Being pegged as the dreamer type of kid who liked art and reading, I had the privilege to like what I wanted because artists and dreamers don’t seem to be on a fast track, and we seem to resist being corralled. Most people don't think we will make much of anything in the world; so we are (for the most part) left to our own means. Relatives and friends keep pushing us to do something constructive with our time and our hands. Mind you, I learned how to sit in my seat, not be seen and try to stay out of the teachers’ radar (all likely reasons I became a teacher myself as a need to free those creative souls in the world). And I enjoyed my years as a teacher immensely. I wasn't big on a lot of rules. My biggest peeve rule was teachers who expect kids to ask to go to the bathroom. I always told the kids if you have to go to the bathroom...don't ask my permission....just go. So suffice it to say, I loved the other teachers who taught me how to bring out the big ideas in kids and help them find the biggest dreams and visions. See my p.s. at the end of this blog and you will get an idea of the kind of teacher I am....that's the kind of person I am.

In art class, I learned color theory not in a dry way but rather by painting and listening to my art teachers lavish over curious color explorations. I was especially drawn to pop art and studies of shapes. When I was a kid, I wanted to be an author and illustrator. I remember writing a book when I was around 7 that I was so very proud of. I showed it to my teacher who taught me the word plagarism—big word for a little kid but I got the picture real fast. Indeed, the book was written about a cartoon I had seen. While it didn’t stop me from writing or drawing, it made an indelible impact on my life as far as observing and respecting the creative efforts of others.

So, why didn’t I become an artist? My real dream growing up was to move to Paris and live in a flat and be an artist and roam the streets studying great artwork. I don’t have real knowledge of any of this but I suppose someone told me Paris was the place to be if you're an artist. Or maybe I was affected by the guys wearing the beret and the paint palette on their hand in the cartoons (see a pattern here?!). Have you ever seen the movie “Christmas Story” where the kid is told he can’t have a bb gun because he’ll shoot his eye out…I suppose that is what happened to my dream of being an artist? It didn’t seem like a logical way to support myself and I knew I had to do that (a very clear message since I wouldn’t likely ever want someone else to support me).

Now before you get sad for me, let me tell you that I enjoy the most creative life and always have even though I didn’t get to Paris or have a degree in art history and a minor in painting. I have had the privilege of expressing my creativity in finding creative solutions and interspersing whimsy and inspiration in every walk I have had the privilege of journeying.

But the best part is I now play in a medium that has all kinds of flexibility and expression…FABRIC!! Recently, we got the trunk show from Blue Underground. Talk about an explosion and exploration of color. What a fun time this has been to study these quilts. Some of them I like to call two-steps. Taking two complementary colors and matching them singularly.
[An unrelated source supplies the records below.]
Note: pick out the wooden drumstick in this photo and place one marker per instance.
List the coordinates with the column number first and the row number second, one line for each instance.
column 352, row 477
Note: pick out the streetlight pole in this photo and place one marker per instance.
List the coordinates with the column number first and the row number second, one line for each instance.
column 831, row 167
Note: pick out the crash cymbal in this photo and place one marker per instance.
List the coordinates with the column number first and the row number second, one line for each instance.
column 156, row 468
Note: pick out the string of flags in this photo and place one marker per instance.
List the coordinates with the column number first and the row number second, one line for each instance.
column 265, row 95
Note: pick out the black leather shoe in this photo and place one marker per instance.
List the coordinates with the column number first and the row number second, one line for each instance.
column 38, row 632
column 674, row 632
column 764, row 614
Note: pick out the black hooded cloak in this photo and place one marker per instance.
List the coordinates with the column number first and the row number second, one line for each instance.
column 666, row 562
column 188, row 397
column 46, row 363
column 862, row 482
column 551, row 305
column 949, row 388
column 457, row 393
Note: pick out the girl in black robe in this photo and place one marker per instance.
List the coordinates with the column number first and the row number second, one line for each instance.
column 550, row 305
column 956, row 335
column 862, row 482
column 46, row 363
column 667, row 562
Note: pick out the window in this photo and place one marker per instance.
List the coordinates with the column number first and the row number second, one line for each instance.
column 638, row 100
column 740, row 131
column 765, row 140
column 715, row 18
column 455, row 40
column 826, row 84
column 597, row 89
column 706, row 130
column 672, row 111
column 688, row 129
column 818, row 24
Then there are the ones that do a bit more of a color dance. And some throw all abandon to the wind.

They were so inspiring that I finally bought myself a couple of bundles of batiks that have been crying out for creation. I made Modern Thinking and then took the leftovers and made up Circus. These are my sun room quilts….comforting and the colors of nature. I love it, love, love it. Some days I just wander around to the corner where they are displayed at Pine Needles just to stroke and enjoy them.

The designers of Blue Underground are brave and inspiring. An artist knows they really have reached the viewer when the viewer launches off and expressees themselves in their creative venue. Perhaps that is why sewing is contagious and so affecting to so many of us!

All the Best to You

p.s. This last note is tribute to a quilt after my own heart. See the back of the Jester's Court quilt. Black and white....fabulous finish to a bright expression. I think if I were a quilt, this is the quilt I would be....a clear and concrete side and a playful side. But even the clear and concrete side of my life is whimsy and play.